10. Quiet Your Insecurities:
Everybody is insecure about something. We all have little things we dislike about ourselves, things we wish we could change. But those flaws are usually invisible to the people around you. So don’t go out of your way to advertise things that no one would ever notice. The best way to cover up your insecurities may be to simply ignore them. When you’re around other people, pretend your insecurities don’t exist. Let them fade into the background and project nothing but confidence in yourself. If you don’t draw attention to your flaws, chances are no one will ever notice them.
11. Keep It In The Family:
Everyone has family problems, but sharing those problems is rarely ever a good idea. Part of being a family means protecting each other’s privacy. When someone puts their family down, they’re not only breaking their family’s trust but possibly damaging that person’s image. Your reputation. The last thing you want to do is hurt the people you love, so let any family problems stay within the family.

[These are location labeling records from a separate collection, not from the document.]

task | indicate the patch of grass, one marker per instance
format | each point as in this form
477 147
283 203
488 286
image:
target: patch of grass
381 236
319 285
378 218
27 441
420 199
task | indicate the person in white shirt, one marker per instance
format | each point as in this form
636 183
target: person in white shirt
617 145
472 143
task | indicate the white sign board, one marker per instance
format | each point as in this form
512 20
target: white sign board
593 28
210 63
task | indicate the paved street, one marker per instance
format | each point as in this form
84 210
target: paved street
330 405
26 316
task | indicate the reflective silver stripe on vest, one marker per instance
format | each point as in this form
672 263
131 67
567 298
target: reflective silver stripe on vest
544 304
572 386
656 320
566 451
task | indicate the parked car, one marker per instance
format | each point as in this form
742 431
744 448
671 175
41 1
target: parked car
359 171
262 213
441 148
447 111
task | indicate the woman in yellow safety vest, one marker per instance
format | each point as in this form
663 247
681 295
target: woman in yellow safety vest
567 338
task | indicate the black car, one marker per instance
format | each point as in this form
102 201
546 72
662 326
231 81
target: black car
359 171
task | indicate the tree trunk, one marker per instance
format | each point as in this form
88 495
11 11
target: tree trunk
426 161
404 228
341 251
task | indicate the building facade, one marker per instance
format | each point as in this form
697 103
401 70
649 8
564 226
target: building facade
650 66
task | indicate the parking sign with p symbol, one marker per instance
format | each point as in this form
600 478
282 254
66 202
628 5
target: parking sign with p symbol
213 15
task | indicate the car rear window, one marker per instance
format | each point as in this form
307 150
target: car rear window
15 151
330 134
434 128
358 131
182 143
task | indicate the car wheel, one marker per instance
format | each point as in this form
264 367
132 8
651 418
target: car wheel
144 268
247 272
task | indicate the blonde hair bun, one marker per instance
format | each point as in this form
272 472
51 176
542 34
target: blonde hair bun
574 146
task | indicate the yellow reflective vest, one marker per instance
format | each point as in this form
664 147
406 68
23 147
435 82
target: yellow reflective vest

12. The Danger of Giving Advice:
Some people believe their advice is worth its weight in gold. So they go around giving advice to everyone. But the truth is, most people don’t care about what they have to say. People usually ignore unwanted advice and even resent people who force their opinions onto others. So don’t give people advice unless they ask for it. Your opinions might differ from theirs, or you might know a better way to do something. But unless someone seeks your advice, you’re better off keeping it to yourself.